Raymond then proceeds to sabotage Crystal's other relationships. When Sir Charles arrives, Raymond informs him of her engagement, causing the latter to tear up a check for £1000 he was about to give her. Claude then offers his brother £1000 to leave England forever; Raymond insists on being paid an additional £200 for immediate expenses. Then Raymond shows Claude the writ, proving Crystal is not the wealthy woman she pretends to be. Panic-stricken, Claude tells Raymond to reveal to her that they are brothers (in order to break off the engagement without being sued for breach of promise) and hastily departs. Sir Charles returns, having discovered that his love for Crystal is too strong, but she declines his proposal of marriage.

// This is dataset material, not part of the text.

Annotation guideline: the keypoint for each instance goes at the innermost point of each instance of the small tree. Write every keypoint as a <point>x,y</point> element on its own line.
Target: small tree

When the bailiff shows up, Raymond pays off the outstanding debt, collects his wages, and informs Crystal that they can be married on the ship taking them to a fresh start in a new country. She reminds him of her past, but he is undeterred. She then happily embraces him.

==Cast==
- Robert Montgomery as Raymond Dabney
- Charlotte Greenwood as Clara
- Irene Purcell as Crystal Wetherby
- C. Aubrey Smith as Mr. Dabney
- Beryl Mercer as Mrs. Dabney
- Reginald Owen as Claude Dabney. Owen played the same character in the 1937 adaptation of the play, Personal Property.
- Alan Mowbray as Sir Charles Cartwright
- Maude Eburne as Esther
- Forrester Harvey as the Bailiff. Harvey played the same character in Personal Property.